Thursday, February 25, 2016

It Is Not Easy Getting Over a Loss

The art of living your life has a lot to do with getting over loss. The less the past haunts you, the better.
Richard Ford
After considering current market conditions and the condition of your stocks; you've decided to take a $1,000 loss. When this happens most of us experience anger, our ego suffers, and we wish it just didn't happen. You rationalize: It's the nature of the game; it's my tuition in trading school. You can't stop thinking, however, about bills that are due shortly or that planned vacation in a month. Thinking, $1,000 is a lot of money, I can't consider it a minor setback and move on. That however is exactly what you have to do. The dynamics of risk aversion and loss taking run deep in most of us. As a trader you must step back: look at the big picture, understand that if I work hard enough and under the right market conditions I'll come out way ahead. 
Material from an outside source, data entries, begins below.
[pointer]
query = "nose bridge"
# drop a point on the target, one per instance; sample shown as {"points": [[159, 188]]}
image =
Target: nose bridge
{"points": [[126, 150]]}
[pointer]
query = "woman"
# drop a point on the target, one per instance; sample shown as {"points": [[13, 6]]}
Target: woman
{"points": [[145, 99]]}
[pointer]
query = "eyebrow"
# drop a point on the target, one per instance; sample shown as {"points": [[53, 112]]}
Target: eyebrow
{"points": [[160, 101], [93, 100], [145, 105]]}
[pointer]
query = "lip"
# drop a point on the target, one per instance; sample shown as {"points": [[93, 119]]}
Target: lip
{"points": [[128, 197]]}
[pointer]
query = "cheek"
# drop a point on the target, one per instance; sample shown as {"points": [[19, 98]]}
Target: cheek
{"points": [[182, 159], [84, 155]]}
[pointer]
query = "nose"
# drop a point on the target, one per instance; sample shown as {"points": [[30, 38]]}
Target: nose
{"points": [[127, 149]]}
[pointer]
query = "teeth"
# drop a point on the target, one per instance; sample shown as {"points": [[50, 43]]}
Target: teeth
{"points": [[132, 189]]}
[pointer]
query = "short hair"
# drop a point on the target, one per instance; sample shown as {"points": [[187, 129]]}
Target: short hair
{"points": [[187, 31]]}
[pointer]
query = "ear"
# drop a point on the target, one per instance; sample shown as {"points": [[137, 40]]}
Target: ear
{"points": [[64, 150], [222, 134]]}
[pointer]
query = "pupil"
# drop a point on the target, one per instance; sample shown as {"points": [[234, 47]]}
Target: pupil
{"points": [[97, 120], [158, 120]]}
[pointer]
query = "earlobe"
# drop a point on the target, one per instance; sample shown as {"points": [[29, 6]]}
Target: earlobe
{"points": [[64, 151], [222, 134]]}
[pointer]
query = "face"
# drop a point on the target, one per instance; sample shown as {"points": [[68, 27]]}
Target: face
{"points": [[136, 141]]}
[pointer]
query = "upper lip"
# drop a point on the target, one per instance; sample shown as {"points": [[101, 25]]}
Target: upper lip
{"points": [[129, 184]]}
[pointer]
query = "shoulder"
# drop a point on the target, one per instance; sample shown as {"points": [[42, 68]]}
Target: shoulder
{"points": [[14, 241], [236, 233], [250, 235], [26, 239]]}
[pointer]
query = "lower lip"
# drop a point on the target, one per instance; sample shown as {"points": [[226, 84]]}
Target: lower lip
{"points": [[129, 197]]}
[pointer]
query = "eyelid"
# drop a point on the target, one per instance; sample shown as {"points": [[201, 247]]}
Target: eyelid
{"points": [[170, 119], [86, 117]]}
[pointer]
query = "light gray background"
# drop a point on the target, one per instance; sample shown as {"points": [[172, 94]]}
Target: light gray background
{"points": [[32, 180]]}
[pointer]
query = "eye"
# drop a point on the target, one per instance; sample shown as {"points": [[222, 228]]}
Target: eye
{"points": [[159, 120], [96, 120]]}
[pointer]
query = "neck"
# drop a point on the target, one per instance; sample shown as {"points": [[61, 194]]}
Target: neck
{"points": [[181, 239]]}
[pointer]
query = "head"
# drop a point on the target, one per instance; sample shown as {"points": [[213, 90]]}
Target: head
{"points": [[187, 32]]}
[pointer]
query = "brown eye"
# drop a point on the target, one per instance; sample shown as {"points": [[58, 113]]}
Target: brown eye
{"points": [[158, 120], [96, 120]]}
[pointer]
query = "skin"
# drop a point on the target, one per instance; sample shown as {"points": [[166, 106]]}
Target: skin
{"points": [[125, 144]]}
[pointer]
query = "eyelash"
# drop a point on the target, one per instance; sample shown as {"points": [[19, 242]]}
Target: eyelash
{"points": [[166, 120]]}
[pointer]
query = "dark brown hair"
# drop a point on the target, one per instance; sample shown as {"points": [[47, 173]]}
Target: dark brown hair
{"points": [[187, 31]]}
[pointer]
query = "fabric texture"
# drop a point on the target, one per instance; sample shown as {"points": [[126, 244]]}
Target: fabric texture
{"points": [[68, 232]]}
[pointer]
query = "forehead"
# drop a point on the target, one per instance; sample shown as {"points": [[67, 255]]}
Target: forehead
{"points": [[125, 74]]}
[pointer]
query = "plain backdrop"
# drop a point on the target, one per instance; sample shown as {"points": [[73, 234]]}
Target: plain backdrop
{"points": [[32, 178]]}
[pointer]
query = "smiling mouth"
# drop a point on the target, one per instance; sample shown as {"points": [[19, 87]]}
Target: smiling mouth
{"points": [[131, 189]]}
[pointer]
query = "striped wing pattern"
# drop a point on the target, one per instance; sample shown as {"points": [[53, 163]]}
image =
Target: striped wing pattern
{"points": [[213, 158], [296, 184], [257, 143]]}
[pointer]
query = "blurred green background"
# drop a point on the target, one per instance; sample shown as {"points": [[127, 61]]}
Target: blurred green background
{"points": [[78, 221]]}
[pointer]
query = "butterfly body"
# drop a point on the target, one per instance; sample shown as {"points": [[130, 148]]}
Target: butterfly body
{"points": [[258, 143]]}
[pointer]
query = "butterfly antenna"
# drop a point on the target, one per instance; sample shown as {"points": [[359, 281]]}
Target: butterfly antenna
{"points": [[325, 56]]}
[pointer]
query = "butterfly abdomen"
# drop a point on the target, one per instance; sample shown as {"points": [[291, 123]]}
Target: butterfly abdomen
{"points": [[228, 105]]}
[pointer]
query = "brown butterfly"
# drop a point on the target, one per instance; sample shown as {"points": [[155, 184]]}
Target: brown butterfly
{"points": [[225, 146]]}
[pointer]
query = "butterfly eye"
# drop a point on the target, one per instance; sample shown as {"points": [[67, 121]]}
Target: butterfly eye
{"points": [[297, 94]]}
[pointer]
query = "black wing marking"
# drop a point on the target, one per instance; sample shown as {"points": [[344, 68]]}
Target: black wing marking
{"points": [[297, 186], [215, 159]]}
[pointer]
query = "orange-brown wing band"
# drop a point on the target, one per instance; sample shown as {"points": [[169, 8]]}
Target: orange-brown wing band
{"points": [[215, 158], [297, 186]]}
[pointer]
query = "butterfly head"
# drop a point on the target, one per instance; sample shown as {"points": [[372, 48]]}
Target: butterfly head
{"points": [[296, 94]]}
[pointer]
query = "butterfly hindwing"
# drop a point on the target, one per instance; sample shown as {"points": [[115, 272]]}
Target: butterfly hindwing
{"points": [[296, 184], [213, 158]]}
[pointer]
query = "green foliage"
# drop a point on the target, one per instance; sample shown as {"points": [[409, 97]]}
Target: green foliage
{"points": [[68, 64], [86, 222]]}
Trading the markets whether on a full time or a part time basis is a business, not unlike any other business. Yes, this business involves risk, but so to do all other businesses. Corporations, large and small alike, also have trouble taking losses. Behavioral economists have shown that companies often go bankrupt rather than admit that their business pan needs reworking. Bankers will often refuse to write off bad loans because they don't want to admit that they mistakenly lent it to people, or companies, that were a bad risk. Institutional money managers leave losses on paper because they are afraid to own up. Many investors will not even open their brokerage statements during bad times; "out of sight, out of mind." 

Feeling guilty taking a loss isn't irrational, it's human nature. There is a strong biological urge in all of us to protect ourselves and our loved ones. In today's world that means having enough money to pay for food, clothes, and housing. Therefore when we lose money as a trader it hurts, especially when you think of what that money could purchase. As children we were taught by our parents and teachers to protect ourselves and to do what you need to make money and save it. Losing money on a trade therefore will make us feel guilty, and depending upon the size a little panicky. As an active trader you must change your thinking. You must fight against your natural inclinations and learn to take losses. 

Perhaps the first step is to admit to yourself that you feel guilty. Realize the guilt is the result of you're taking a risk that could inadvertently harm you and your family. The loss is particularly hard to accept if you really need the money to pay basic living expenses as opposed to money set aside for trading purposes. You should never use money set aside for basic living expenses to trade. If you know that you've done everything to minimize risk and you truly know that you can survive a worst-case scenario, you'll be able to take a loss more easily. 

Mentally put your trading capital in a different compartment from the monies set aside for your personal life. Learn about risk management Risk Management - An Introduction and build up enough capital for trading. 

Next identify, then refute, assumptions about risk and loss. Make a list of justifications that
you can read after you have lost: "Losses are a business expense"... "It's like a personal investment in my trading business"... "It's like paying tuition in order to learn important trading lessons." These sayings may not work at first. It's hard to change your expectations over night. It takes practice. Losses are a fact of trading life; they still can be difficult to accept. Remember you're fighting your own natural biological forces!